Differences

This shows you the differences between two versions of the page.

--- ocmchatlog1 [2009/04/30 12:54] – created megadiscman
+++ ocmchatlog1 [2009/04/30 12:59] (current) – megadiscman
@@ Line 1: / Line 1: @@
-dummy
+<code>
+<ocm geek> I started documenting the bytecode opcodes in our wiki.
+<inquirer> nice
+<inquirer> I am still banging my head against the netmd blocks
+<inquirer> actually, not still, I just picked it up again
+<ocm geek> https://wiki.physik.fu-berlin.de/linux-minidisc/doku.php?id=ocmbytecode
+<inquirer> where/how are the entry points found?
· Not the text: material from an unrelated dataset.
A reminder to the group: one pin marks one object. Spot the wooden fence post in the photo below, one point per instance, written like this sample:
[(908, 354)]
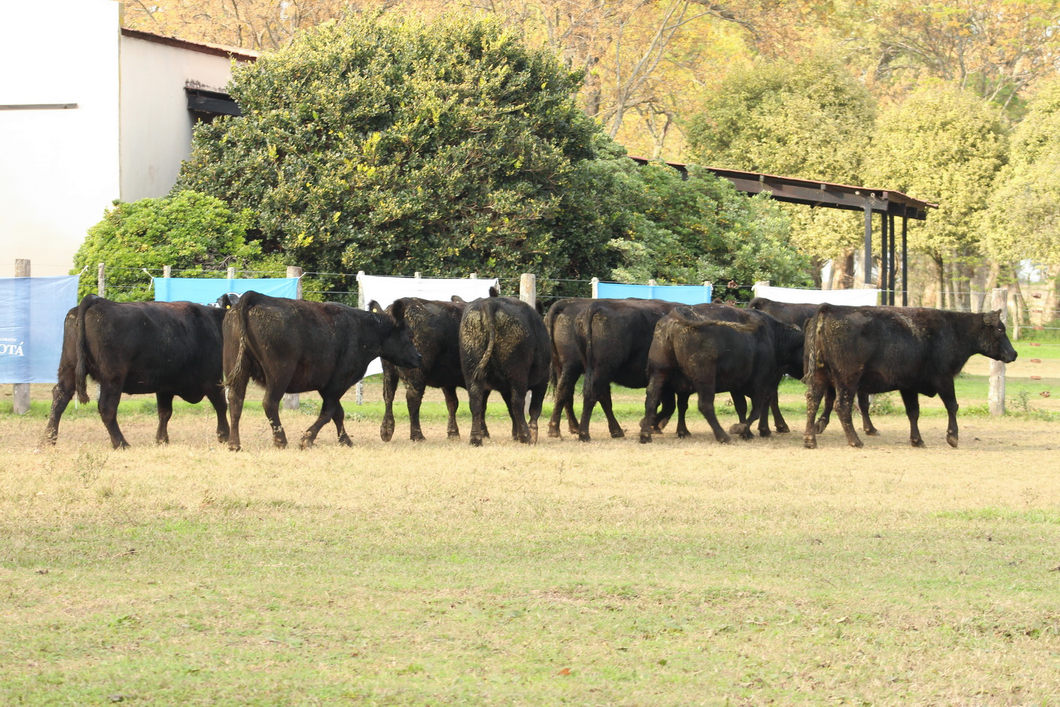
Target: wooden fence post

+<ocm geek> The main entry point is at offset 10 in the ocm file. Martens code should
+           take care of that.
+<ocm geek> Native modules are loaded with opcode 0x75.
+<ocm geek> Their entry point is stored in their header.
+<ocm geek> They are addressed by name, usually. The name is also stored in the header.
+<inquirer> yeah, I think netmd is a bad one to start with, no names to be found
+<inquirer> which one is less cryptic?
+<ocm geek> Bytecode blocks can be loaded as global code with opcode 0x7C
+<ocm geek> If you take apart init.ocm, thats a special .ocm file, you find the native
+           modules making up the bytecode interpreter.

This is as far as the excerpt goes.